Frost heave begins when chilly air cools the soil and freezes some of the water near the top of the ground, but the real damage is wrought after this initial freeze. Molecular forces and impurities on the ice surfaces can prevent the moisture from freezing solid until the temperature drops several tens of degrees below 0 C. Until then, a microscopic film of water coats the ice crystals, which grow between the tiny fragments of rock and clay that make up the soil.

Water from deeper soils feeds the growth of the ice crystals. Warm water contains more free energy than cold water, and like all compounds, it wants to reach a state of lowest free energy.
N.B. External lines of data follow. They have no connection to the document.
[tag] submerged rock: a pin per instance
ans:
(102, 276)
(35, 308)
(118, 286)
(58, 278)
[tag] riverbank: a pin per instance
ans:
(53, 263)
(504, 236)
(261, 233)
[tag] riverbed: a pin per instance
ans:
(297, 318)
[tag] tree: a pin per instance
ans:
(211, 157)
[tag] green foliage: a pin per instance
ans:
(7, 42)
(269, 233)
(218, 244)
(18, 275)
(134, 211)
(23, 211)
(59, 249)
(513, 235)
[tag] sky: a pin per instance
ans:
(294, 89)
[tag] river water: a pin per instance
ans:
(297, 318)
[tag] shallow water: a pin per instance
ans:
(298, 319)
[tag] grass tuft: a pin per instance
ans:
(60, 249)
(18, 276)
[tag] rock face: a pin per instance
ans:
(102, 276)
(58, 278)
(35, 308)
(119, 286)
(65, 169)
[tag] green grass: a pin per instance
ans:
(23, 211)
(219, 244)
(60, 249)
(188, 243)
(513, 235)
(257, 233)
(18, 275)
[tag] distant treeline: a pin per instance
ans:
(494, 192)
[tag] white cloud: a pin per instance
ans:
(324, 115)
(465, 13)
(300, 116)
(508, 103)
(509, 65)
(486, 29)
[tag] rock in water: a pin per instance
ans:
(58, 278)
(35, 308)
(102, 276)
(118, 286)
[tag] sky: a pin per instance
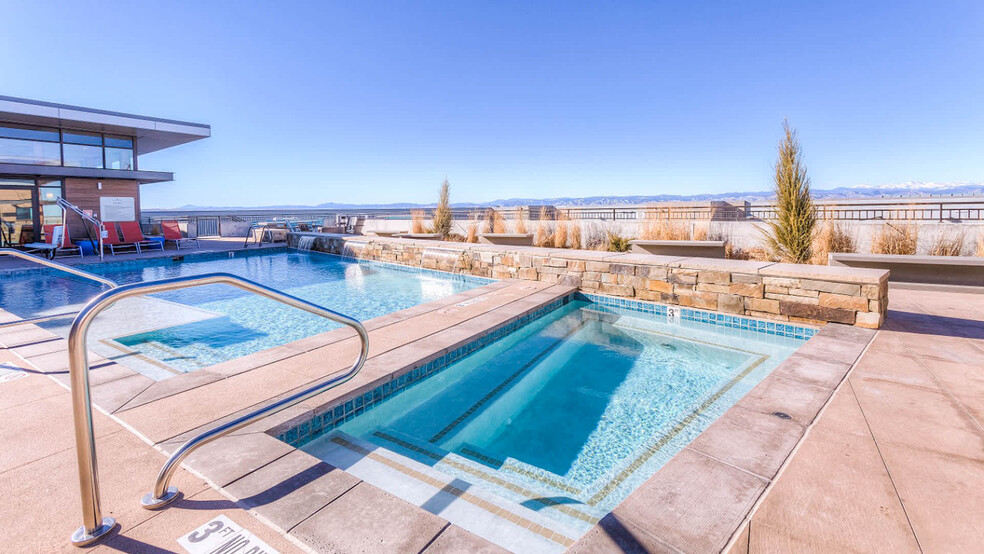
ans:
(378, 102)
In freezing soils this tendency translates into what scientists call thermomolecular pressure: warm water is drawn toward areas where it can lose some of its energy by forming ice. Conveniently, the water has a built-in roadway: the liquid films on the ice surfaces. Water continues to invade the spaces between the grains of icy soil until the build-up of water pressure there can counteract the pressure of the incoming water. This force between the ice and soil grains can grow to about 160 pounds per square inch for every degree below 0 C, until the ice freezes completely. (For comparison, a service station's typical hydraulic lift needs only 21 pounds per square inch to raise a 3,000-pound car.) [Sorry about the imperial units - RNC] Most often, the soil ruptures underground long before this pressure is reached. Water then flows into the void, where it freezes into a solid layer of ice. The ice layer widens as more water flows in and freezes, forcing the ground above to heave.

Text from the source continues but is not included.